How do the world's largest oil majors find working under Russia's environmental regulations? The story of the French-Belgian major, TotalFinaElf, has been a successful one in Russia. TotalFinaElf is developing the Kharyaga oilfield in northern Russia under a production sharing agreement. Recoverable reserves at Kharyaga are estimated at over 160 mln t (1.06 bln bbl). The PSA envisages production of 45 mln t (297 mln bbl) over 33 years. In a recent interview with OGE, TotalFinaElf General Director for Russia, FranÓois Rafin, said that environmental laws are getting stricter both in Russia and abroad. However, that shouldn't scare those companies that abide by the regulations, he added.
Oil Gas Eurasia: What is your opinion with regard to the draft law on 'ecological payments' (pollution fees)?
Francois Rafin: The draft law on ecological payments foresees the payment of penalties for infringements of ecological regulations. It is now under discussion and I cannot comment on the details. In principle, this draft law should not be unfavorable to operators that respect the environment.
OGE: How does TotalFinaElf view Russia's existing environmental regulations? What are the chief obstacles that the company faces in this area?
Rafin: In Russia, TotalFinaElf strictly respects Russian environmental regulations, and it also respects international standards. So far, we have not experienced any practical situation where it was not possible to achieve this double objective. We allocated significant resources in order to become fully acquainted with the Russian regulations and with their implementation in all upstream activities like seismic acquisition, drilling, construction, and production. We also adapted our engineering specifications, and our operating procedures to the Arctic context where the protection of the permafrost and the tundra requires specific measures. This significant investment in know-how permits TotalFinaElf confidently to explore and develop oil and gas fields in the deep offshore and in the Arctic regions of Russia.
OGE: What specific payments is the company charged under current legislation for polluting the environment - how are they calculated?
Rafin: Our Kharyaga field is developed according to the principle of minimum ecological impact. We re-inject all production water. We re-inject the associated gas in very deep formations with the sole goal of avoiding gas flares. Only a fraction of the associated gas is burnt as fuel gas in the process heaters and in the gas turbine generators. To avoid any use of water from the rivers, we have drilled water supply wells to deep aquifers. We minimize the footprint on the tundra by drilling extended reach wells, grouped in clusters. We pay fees for the fuel gas, for the water pumped from the aquifer and for the use of land and quarry sand. These are fees for the use of natural resources rather than for pollution, reflecting the minimal environmental impact of the project.
OGE: What amount of TotalFinaElf's budget is spent annually on environmental issues?
Rafin: Environmental protection is so deeply ingrained in our design and our operation that it would be difficult to extract the environment premium applied to a well-built and operated plant. At the very least we can measure the proportion of expenditure that is specifically and solely dedicated to environmental protection. For phase 2 of the Kharyaga field development, expenditure committed solely to environmental protection represent 15 percent of overall investment. This includes, for instance, the system of HP gas compression, gas dehydration, gas pipeline and gas injection wells. In return, we contribute very significantly to decreasing greenhouse gas emissions. But as important as the cost, is the timing. On the Vankor field in the Siberian Arctic, just as on the Shatsky Ridge in the deep offshore Black Sea, the very first contract that TotalFinaElf ever signed was for environmental surveys. That tells you a lot about our priorities!

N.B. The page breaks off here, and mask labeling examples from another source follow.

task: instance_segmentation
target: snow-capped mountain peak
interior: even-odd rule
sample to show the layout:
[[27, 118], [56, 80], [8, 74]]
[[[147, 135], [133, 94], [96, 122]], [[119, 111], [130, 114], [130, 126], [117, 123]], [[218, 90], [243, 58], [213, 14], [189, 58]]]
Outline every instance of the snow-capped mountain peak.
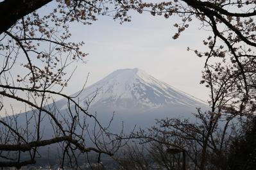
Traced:
[[114, 71], [85, 88], [79, 100], [85, 102], [96, 95], [90, 106], [104, 105], [113, 109], [147, 111], [166, 105], [198, 107], [202, 104], [137, 68]]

OGE: How would you describe Russia's legislation in this area in comparison to the legislation of other foreign countries where TotalFinaElf operates?
Rafin: The Russian legislation is comprehensive and it usually sets high standards. However, it is difficult to directly compare the EU's regulations with Russia's regulations because the methodology is so different. For example, if you calculate NO2 emissions, the area classification, the distance and the duration to be used are different in each system. So, TotalFinaElf systematically verifies compliance with both international and Russian regulations. We also refer to the Kyoto protocol and to the Gothenburg protocol. Overall, it would be difficult to say whether Russian norms or international norms are stricter. I believe that often the most recent norm is stricter, wherever it originates.
OGE: How would you describe TotalFinaElf's cooperation with Russia's Natural Resources Ministry and other authorities with regard to environmental issues?
Rafin: The authorities, both at the federal level and in the regions, include highly qualified experts with an extensive knowledge of the regulations, and of technique. As there are a considerable number of environmental dossiers to be approved at the various stages of design, construction, commissioning and operations, TotalFinaElf teams work in continuous relationship with the authorities, and with the environmental institutes. They meet several times a month, including on-site inspections. TotalFinaElf specialists also work with agencies, institutes and universities like the State Polar Academy to develop new technology, such as in-situ oil bio-degradation. They jointly report the results in seminars in Moscow and in the regions, where an ever-increasing interest in environmental protection is apparent.